Memory T cells are uniquely resistant to melanoma-induced suppression.

We have previously observed that in vivo exposure to growing melanoma tumors fundamentally alters activated T cell homeostasis by suppressing the ability of naïve T cells to undergo antigen-driven proliferative expansion. We hypothesized that exposure of T cells in later stages of differentiation to melanoma would have similar suppressive consequences. C57BL/6 mice were inoculated with media or syngeneic B16F10 melanoma tumors 8 or 60 days after infection with lymphocytic choriomeningitis virus (LCMV), and splenic populations of LCMV-specific T cells were quantified using flow cytometry 18 days after tumor inoculation.
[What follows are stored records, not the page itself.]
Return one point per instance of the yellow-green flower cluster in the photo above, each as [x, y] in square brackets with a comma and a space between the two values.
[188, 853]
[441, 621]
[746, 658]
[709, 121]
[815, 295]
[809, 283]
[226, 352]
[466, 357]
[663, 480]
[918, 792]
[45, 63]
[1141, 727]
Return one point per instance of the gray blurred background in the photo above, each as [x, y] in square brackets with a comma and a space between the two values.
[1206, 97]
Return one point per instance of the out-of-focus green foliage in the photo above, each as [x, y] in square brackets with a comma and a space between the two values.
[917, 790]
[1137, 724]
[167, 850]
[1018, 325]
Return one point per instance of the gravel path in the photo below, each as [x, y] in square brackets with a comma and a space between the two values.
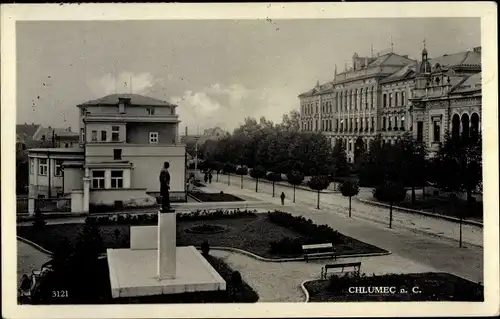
[280, 282]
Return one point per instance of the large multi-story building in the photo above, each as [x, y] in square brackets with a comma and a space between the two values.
[124, 141]
[348, 106]
[392, 94]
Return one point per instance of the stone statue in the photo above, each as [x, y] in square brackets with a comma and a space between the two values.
[165, 188]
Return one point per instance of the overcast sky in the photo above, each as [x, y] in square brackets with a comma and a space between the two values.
[217, 71]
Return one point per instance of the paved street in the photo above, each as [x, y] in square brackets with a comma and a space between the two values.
[405, 242]
[336, 203]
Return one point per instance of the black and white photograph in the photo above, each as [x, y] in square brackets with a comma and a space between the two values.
[248, 156]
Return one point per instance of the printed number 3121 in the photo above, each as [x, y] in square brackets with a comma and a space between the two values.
[60, 294]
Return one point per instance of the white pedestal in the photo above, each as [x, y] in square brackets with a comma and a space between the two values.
[31, 206]
[167, 245]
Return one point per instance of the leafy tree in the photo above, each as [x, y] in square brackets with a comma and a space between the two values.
[242, 170]
[257, 172]
[377, 162]
[295, 178]
[290, 122]
[458, 168]
[319, 183]
[228, 168]
[341, 167]
[273, 177]
[39, 222]
[391, 192]
[359, 151]
[349, 189]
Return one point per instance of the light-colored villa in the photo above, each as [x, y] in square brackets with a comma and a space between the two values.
[124, 141]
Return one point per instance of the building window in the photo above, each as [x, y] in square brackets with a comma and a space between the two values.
[32, 166]
[420, 131]
[437, 131]
[153, 137]
[116, 179]
[58, 168]
[115, 133]
[42, 166]
[117, 154]
[98, 179]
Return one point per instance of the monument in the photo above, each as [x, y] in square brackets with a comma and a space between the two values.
[132, 271]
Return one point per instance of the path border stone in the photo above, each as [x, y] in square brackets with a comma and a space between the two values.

Inoculation with melanoma on post-infection day 8 potentiated the contraction of previously activated T cells. This enhanced contraction was associated with increased apoptotic susceptibility among T cells from tumor-bearing mice. In contrast, inoculation with melanoma on post-infection day 60 did not affect the ability of previously established memory T cells to maintain themselves in stable numbers. In addition, the ability of previously established memory T cells to respond to LCMV challenge was unaffected by melanoma. Following adoptive transfer into melanoma-bearing mice, tumor-specific memory T cells were significantly more effective at controlling melanoma growth than equivalent numbers of tumor-specific effector T cells. These observations suggest that memory T cells are uniquely resistant to suppressive influences exerted by melanoma on activated T cell homeostasis; these findings may have implications for T cell-based cancer immunotherapy.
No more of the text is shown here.